Un complejo construido a propósito que sabe para qué está

Caleta de Fuste no es un pueblo que haya crecido orgánicamente: se construyó desde cero en los años 70 y 80 como complejo turístico y nunca ha intentado ser otra cosa. La bahía es una media luna casi perfecta, el agua está entre las más tranquilas de la isla y el aeropuerto queda a solo 15 minutos. Para quienes visitan por primera vez con niños pequeños, o viajeros mayores que quieren una logística fácil, es difícil de batir.

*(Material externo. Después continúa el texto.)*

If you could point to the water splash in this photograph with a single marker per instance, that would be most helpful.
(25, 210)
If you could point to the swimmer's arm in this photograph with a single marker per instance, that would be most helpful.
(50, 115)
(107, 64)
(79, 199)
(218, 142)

Lo que encuentras es un complejo bajo y bien organizado repartido en torno a la bahía. Hay dos zonas principales: el casco original de Caleta de Fuste en torno al pequeño castillo (Castillo de San Buenaventura) y el puerto deportivo, y una expansión más nueva de apartamentos y adosados que sube por la ladera hacia el interior. Todo es transitable a pie, aparcar es sencillo y los supermercados, restaurantes y farmacias están donde uno espera.
Es un complejo turístico honesto. No vengas a buscar vida de pueblo español auténtica: no la encontrarás. Sí ven por sol, baños tranquilos, días fáciles de playa y la opción de un campo de golf o de una escuela de deportes acuáticos a diez minutos de donde duermes.